Genki Instruments Intros Wave Wearable MIDI Controller

At the 2018 NAMM Show, Genki Instruments introduced the Wave, a wireless wearable MIDI controller.

We talked with Haraldur Hugosson, who gave us an overview of how the Wave works.

The Wave is a ring that lets you control sound, effects and send commands with hand gestures. It connects wirelessly over Bluetooth, so it should work with anything that supports MIDI over Bluetooth.

The company is also working on a Eurorack module that will let you generate CVs with gestures. Acording to Hugosson, the Euro version will also have very low latency, because it won’t have the overhead of a computer operating system.

More information is available via the company’s site.

6 thoughts on “Genki Instruments Intros Wave Wearable MIDI Controller

  1. Fantastic product!

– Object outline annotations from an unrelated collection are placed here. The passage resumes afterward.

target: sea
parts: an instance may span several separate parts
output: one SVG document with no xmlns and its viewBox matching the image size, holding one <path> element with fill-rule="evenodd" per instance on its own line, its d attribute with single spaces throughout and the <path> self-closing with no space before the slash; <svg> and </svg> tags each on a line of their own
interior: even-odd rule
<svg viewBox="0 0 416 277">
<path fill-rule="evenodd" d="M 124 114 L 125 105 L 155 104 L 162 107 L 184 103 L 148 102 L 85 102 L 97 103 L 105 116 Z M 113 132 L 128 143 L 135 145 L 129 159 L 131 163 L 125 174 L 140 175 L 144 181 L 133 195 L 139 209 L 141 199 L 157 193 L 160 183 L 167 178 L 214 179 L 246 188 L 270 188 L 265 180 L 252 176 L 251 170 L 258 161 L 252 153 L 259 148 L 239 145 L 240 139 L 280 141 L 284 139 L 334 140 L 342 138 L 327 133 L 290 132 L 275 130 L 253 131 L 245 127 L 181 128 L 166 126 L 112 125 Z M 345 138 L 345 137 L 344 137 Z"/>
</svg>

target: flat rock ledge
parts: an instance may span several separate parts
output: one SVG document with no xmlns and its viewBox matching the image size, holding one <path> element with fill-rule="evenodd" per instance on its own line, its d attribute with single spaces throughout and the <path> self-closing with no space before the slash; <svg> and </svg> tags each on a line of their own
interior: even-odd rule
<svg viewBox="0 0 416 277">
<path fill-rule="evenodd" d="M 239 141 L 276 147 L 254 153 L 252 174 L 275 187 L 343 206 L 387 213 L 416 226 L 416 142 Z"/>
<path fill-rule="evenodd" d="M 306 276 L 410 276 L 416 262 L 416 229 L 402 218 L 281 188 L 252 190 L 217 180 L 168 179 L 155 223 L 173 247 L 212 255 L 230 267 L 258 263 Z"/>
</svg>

Just curious what the latency is of the bluetooth connection if you want to use percussive sounds.

  2. Hey Arthur, thanks man!

    The latency depends a lot on the hardware Wave is sending to. Bluetooth MIDI experts from Apple have told us that the minimum latency on a Mac is 17 milliseconds and that’s due to Bluetooth standard regulations.

    However, on an Android device you can go a lot lower and we’ve measured it under 10 milliseconds there.

    The musicians we’ve worked with have not had problems with the latency so far but I agree that it’s most relevant when it comes to percussive sounds. That’s the reason we are also releasing two receivers that will allow users to reduce the latency substantially.

    For modular setups we are releasing a Euro rack receiver and on that you can go below 1 millisecond in latency. The other receiver plugs into a USB port and although measured it exactly it should be the same latency that’s in regular MIDI keyboards.

  3. I would like to use a device like this but with it mounted on a joystick / ball device to generate X-Y-Z controller data.
    There was such a device launched about 1-2 years ago, shaped like a foot pedal but to be manipulated by hand.

    I don’t like the concept of ‘wearing’ devices, because I do a lot with my hands – playing keyboards, adjusting synth controls etc.